Sandy’s the girl that Jeffrey kisses on the dance floor and brings home to meet his mom. It’s with Dorothy that he does all the other stuff. Rossellini’s performance is one of the bravest I’ve ever seen in an American movie, even more remarkable coming from a former model in only her second film role, bringing the baggage of Hollywood royalty being seen onscreen so naked and abused. Some critics thought Lynch crossed a line, most notably Roger Ebert, who objected to the film’s uncomfortable humor in his infamous one-star review. “She is degraded, slapped around, humiliated and undressed in front of the camera. And when you ask an actress to endure those experiences, you should keep your side of the bargain by putting her in an important film.” (Roger had a habit of getting a little scoldy and paternalistic on behalf of actresses sometimes. His similarly finger-wagging Fast Times at Ridgemont High review began, “How could they do this to Jennifer Jason Leigh?” I often think of that and smile considering the kind of roles Leigh has gravitated toward for the rest of her career.)

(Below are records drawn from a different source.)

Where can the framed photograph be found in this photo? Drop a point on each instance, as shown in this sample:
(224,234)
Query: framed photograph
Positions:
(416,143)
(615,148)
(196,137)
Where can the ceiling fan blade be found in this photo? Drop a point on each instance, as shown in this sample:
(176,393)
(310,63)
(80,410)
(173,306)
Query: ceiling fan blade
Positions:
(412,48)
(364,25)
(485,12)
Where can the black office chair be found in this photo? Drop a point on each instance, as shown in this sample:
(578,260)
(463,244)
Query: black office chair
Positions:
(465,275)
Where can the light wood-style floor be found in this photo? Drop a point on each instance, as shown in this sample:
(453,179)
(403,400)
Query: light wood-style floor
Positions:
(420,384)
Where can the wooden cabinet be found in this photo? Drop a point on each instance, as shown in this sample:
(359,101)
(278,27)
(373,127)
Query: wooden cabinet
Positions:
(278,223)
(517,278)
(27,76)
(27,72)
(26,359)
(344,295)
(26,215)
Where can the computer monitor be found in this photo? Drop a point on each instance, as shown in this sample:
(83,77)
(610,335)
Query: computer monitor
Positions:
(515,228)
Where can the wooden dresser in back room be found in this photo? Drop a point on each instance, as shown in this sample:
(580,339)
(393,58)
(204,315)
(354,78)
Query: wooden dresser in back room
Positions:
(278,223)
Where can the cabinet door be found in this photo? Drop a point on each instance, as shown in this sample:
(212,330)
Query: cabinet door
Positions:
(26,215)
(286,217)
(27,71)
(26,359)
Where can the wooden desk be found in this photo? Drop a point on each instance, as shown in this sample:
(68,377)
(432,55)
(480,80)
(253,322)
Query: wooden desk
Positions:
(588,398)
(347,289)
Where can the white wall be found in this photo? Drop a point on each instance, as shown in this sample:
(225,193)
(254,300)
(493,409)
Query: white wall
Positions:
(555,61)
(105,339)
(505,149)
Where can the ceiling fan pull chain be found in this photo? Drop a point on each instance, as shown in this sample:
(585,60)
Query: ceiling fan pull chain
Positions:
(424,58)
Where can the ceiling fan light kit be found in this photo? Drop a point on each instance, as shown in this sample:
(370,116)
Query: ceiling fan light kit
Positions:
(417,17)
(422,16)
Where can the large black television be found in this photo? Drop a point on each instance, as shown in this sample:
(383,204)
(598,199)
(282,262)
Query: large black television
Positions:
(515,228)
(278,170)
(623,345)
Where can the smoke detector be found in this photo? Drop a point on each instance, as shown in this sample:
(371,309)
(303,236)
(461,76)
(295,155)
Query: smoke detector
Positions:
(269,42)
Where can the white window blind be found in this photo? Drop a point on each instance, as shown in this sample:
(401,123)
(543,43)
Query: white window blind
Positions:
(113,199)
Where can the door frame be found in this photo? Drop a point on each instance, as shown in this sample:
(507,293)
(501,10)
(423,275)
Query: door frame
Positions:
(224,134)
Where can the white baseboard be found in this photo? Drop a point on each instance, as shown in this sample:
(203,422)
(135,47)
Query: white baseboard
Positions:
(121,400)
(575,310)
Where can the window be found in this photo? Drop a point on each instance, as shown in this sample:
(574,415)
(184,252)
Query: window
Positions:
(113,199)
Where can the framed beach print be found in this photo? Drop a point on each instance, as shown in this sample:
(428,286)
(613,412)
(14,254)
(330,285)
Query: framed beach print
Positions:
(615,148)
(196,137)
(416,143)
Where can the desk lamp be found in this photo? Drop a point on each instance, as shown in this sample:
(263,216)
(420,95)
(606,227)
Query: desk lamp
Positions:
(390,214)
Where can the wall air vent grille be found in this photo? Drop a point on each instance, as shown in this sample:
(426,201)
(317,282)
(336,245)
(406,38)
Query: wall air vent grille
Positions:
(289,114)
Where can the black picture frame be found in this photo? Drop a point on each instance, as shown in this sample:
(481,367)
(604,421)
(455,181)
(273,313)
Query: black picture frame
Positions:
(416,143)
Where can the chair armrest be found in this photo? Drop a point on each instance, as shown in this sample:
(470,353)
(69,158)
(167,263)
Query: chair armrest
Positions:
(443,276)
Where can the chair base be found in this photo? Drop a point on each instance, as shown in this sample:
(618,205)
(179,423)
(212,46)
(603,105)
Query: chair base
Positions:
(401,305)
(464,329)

To tell the truth, I’ve never really had a handle on Blue Velvet’s crime plot with the missing drugs and crooked cops, and I still don’t understand why Frank has to walk around wearing that ridiculous disguise. But none of that stuff matters in the slightest, as what’s important is the feeling that the movie is luring you somewhere secret, seamy, and forbidden. It’s the rockabilly Hieronymus Bosch party with Dean Stockwell in kabuki makeup lip-syncing Roy Orbison into a utility lamp. It’s a place where Jeffrey Beaumont learns things about himself that he didn’t want to know, and he finds that he likes them. Blue Velvet will endure for as long as people like to watch. Or until the robins return.